Under laboratory conditions, a water flow containing Cladophora filaments was set up and flow velocities measured by digital holography. From these data, velocity gradients were estimated in the proximity of the filaments and the laminar flow skin friction drag coefficient was calculated by \(C_{D} = \frac{{8\,\tau_{s} }}{{\rho \,U^{2} }} = \frac{{8\,\mu \left( {\frac{du}{{dy}}} \right)_{y = 0} }}{{\rho \,U^{2} }}\) where C_D is the skin friction drag coefficient, ρ is the water density, U is the discharge velocity, τ_s is the shear stress at the surface of the filament, µ is the dynamic viscosity, u is the local velocity along the filament, and y is the vertical upward distance perpendicular to the surface of the filament. For the associated flow, the power-law relationship \(C_{D} = \frac{A}{{R_{e} }}\), A is the constant and R_e is the Reynolds number, depicted by the well-known Moody diagram, was used. In laminar flow, the variable A should be constant and independent of surface roughness. Our laboratory measurements revealed a 1.5 times larger skin friction drag coefficient and shear stress for photosynthesizing filaments (live-light) than for identical non-photosynthesizing (live-dark) filaments (Fig. 2b). Under the light, the filaments produced oxygen microbubbles (Fig. 2c). One possible explanation of the difference in skin friction drag coefficients for photsynthesizing and non-photosynthesizing filaments is the effect of microbubbles attached to the surface of photosynthesizing filaments, elevating the surface roughness and associated drag. Simple laminar flow theory underestimated skin friction drag and nutrient uptake (\(J\sim R_{e} \sqrt {C_{D} }\)) due to photosynthesizing filaments having a skin friction drag 1.5 times greater than theory predicts. The nutrient uptake by the non-photosynthesizing filaments was approximately 50% below that predicted by laminar flow theory. Algal mats of Clodophora are made up of thousands of individual filaments and thus act as “multipliers” since the total surface area of filaments can be orders of magnitude larger than what we see in a stream (Fig. 2a). Since the total nutrient uptake (J_T) is proportional to the entire surface area (A_s) of filaments, \(J_{T} \sim J \cdot A_{s}\), the underestimated nutrient flux can be significant.

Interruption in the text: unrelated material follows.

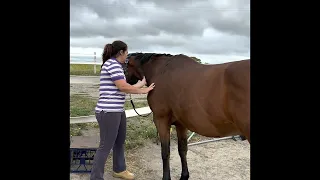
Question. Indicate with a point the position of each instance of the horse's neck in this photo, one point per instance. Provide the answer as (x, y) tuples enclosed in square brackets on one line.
[(155, 67)]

Ecological fluid mechanics issues are often investigated at organism scale under controlled laboratory and predominantly steady-state conditions. However, organisms can experience a variety of states that vary in space and time during their active or passive transport through their aquatic habitats. Exploring ecological fluid mechanics at reach, network, and watershed scales has been a particular challenge to the research community. While a “universal” scaling of turbulent kinetic energy has been explored in the field of fluid mechanics, the scaling relationships of organism growth kinetics across the spatial and temporal scales of large ecosystems are poorly understood. The advent of new field measurement technologies, including miniature Lidar, PIV, and spectral imagery by drones and other UAVs promises to better reveal the spatial and temporal heterogeneities of hot spots, hot moments, biomass, and preferential flow and habitat pathways across landscapes. Furthermore, adapting ecological research to a moving reference frame, one that follows an organism in space and time, may well prove advantageous since these organisms experience a variety of physical and chemical conditions through preferential flow paths that likely optimize their growth kinetics. The “Cladophora” lesson suggests that simple and widely accepted theory can prove inadequate in capturing the true physiological functioning of living organisms. The altered relationship of C_D versus Re in a laminar flow containing Clodophora as described above can be called a biologically-mediated Moody diagram. Scientists and engineers often devote significant effort to employing new ways to measure and characterize ecological environments. Less attention is paid to the understanding of these environments which enable the physiological and metabolic functioning of their resident organisms. In all, ecological fluid mechanics concerns the interaction of living organisms and the environmental motions in which they reside and it continues to be a very challenging branch of environmental fluid mechanics.